Sparse representations need to store the indexes of the nonzero positions, so they probably will gain no advantage from making it only zeros or ones.
I would recommend profiling each alternative, it depends on how sparse is the matrix. If your matrix has a nonzero ratio higher than 1/32 then the BitMatrix
may be a good idea.
If you use SparseArrays
properly, then the storage will be proportional to the number of nonzero entries. How many nonzeros entries do you have?
(Note that you would never call zeros
, which allocates a dense matrix and stores all of the zeros explicitly.)
If you have a 500000 \times 500000 matrix with that little sparsity, then even a BitMatrix
requires over 30GB of memory, and the original post said that a “handful” of such matrices are required, which will quickly become impractical.
The basic point here is that if you have such huge matrices, you really need to think more carefully about what you are doing; you almost never want to store or compute with the whole matrix explicitly. You almost always want to exploit sparsity or some other structure.
Oh, sorry, I though the original matrix was 80Gib, so a 32~64x reduction could bring it to something workable, but now I see that it was the 100000x100000 matrix that was that size.
I don’t think this is true? Calling zeros(UInt8, 1000_000_000)
seems to first invoke the undef
constructor to get v = Vector{UInt8}(undef, (1000_000_000,))
which doesn’t have to allocate physical memory when it’s done via mmap
. But this is followed by fill!(v, zero(UInt8))
which would touch every byte in the array, causing many OS page faults which in turn allocate physical memory pages.
For another interesting thread on page faults, see here: Julia slower in Windows - #16 by c42f
(Edit: As a side note - it seems technically possible to do lazy zero fill in (a) the case that a large array happens to be allocated with mmap
and MAP_ANONYMOUS
somewhere deep in the allocator and (b) zero(eltype(a))

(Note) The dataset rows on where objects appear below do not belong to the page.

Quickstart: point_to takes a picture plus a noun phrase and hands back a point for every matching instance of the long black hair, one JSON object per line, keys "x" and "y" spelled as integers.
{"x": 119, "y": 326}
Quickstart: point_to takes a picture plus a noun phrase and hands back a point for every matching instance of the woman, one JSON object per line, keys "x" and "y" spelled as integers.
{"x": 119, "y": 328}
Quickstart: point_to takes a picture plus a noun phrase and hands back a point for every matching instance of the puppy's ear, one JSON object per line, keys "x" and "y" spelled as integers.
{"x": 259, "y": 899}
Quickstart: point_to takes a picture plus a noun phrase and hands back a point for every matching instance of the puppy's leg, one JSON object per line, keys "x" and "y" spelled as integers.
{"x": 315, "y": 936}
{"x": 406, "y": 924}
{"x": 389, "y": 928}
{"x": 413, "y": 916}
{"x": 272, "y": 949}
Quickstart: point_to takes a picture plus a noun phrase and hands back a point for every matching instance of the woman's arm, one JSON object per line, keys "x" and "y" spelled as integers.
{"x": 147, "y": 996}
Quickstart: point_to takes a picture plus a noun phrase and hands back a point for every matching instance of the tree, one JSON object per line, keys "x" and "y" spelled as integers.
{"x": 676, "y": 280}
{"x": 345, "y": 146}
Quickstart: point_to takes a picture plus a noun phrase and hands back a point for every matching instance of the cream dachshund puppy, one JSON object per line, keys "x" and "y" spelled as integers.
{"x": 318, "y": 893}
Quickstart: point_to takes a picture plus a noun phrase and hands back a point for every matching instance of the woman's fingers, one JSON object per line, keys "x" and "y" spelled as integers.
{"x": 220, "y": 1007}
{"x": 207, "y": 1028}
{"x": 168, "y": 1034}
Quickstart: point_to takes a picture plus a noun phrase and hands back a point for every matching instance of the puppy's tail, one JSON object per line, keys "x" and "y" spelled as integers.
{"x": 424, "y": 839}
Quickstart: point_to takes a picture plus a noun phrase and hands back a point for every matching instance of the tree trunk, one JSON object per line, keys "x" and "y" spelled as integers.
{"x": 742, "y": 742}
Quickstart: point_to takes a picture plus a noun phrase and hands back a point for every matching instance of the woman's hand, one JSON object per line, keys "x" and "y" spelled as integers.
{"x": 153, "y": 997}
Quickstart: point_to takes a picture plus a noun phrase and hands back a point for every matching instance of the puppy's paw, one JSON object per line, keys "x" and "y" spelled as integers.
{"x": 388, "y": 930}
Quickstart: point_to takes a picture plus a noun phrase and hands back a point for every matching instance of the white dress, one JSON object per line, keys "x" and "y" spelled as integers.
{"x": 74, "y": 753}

happens to be a bits type with a bit pattern of zeros. I think this would only help in specialized circumstances, though.)
About 10,000 ones and the remaining elements are zeros. It seems a clear case for SparseArray.
I will leave the post open for a few days, so should you have more suggestions please add them below!
For a detailed discussion on the challenges that would crop up almost immediately when trying this, check out Faster zeros with calloc. The TL;DR is that the cost of initialization doesn’t vanish but gets shifted to the first write instead and that growing such an array immediately looses the “zero initialized” property.
Definitely. (A sparse array should take < 1MB of memory.)
One final tip is that you should always construct a sparse array all at once if possible, e.g. using the sparse(I, J, V)
constructor. Adding or removing individual elements one at a time is costly.
This is a very helpful statement for me! Perhaps others knew this already. What about integers or strings? Where can I find that information?
I mean, a matrix is n
times n
, if double precision is used then each element is 8 bytes, so 8n^2
.
Int32
is 4 bytes, Int64
is 8 bytes. Almost every “normal and modern” computer today is 64bits, so Julia will be using Int64
(8 bytes).
String
is a little more complicated, but if I am not wrong in general they use UTF-8, what means that for ASCII (i.e., most characters normally used in english) it is one byte per character (plus a static cost of a zero byte at the end of the string and maybe an Int
with the total size too?). But if characters from other languages, emojis, etc… are used, then the that specific character is represented by 2-4 bytes in the sequence.
I believe this information is somewhere in the docs? I have to admit that this kinda of thing was inculcated into me by my graduation in computer science, so I do not have a source at the moment.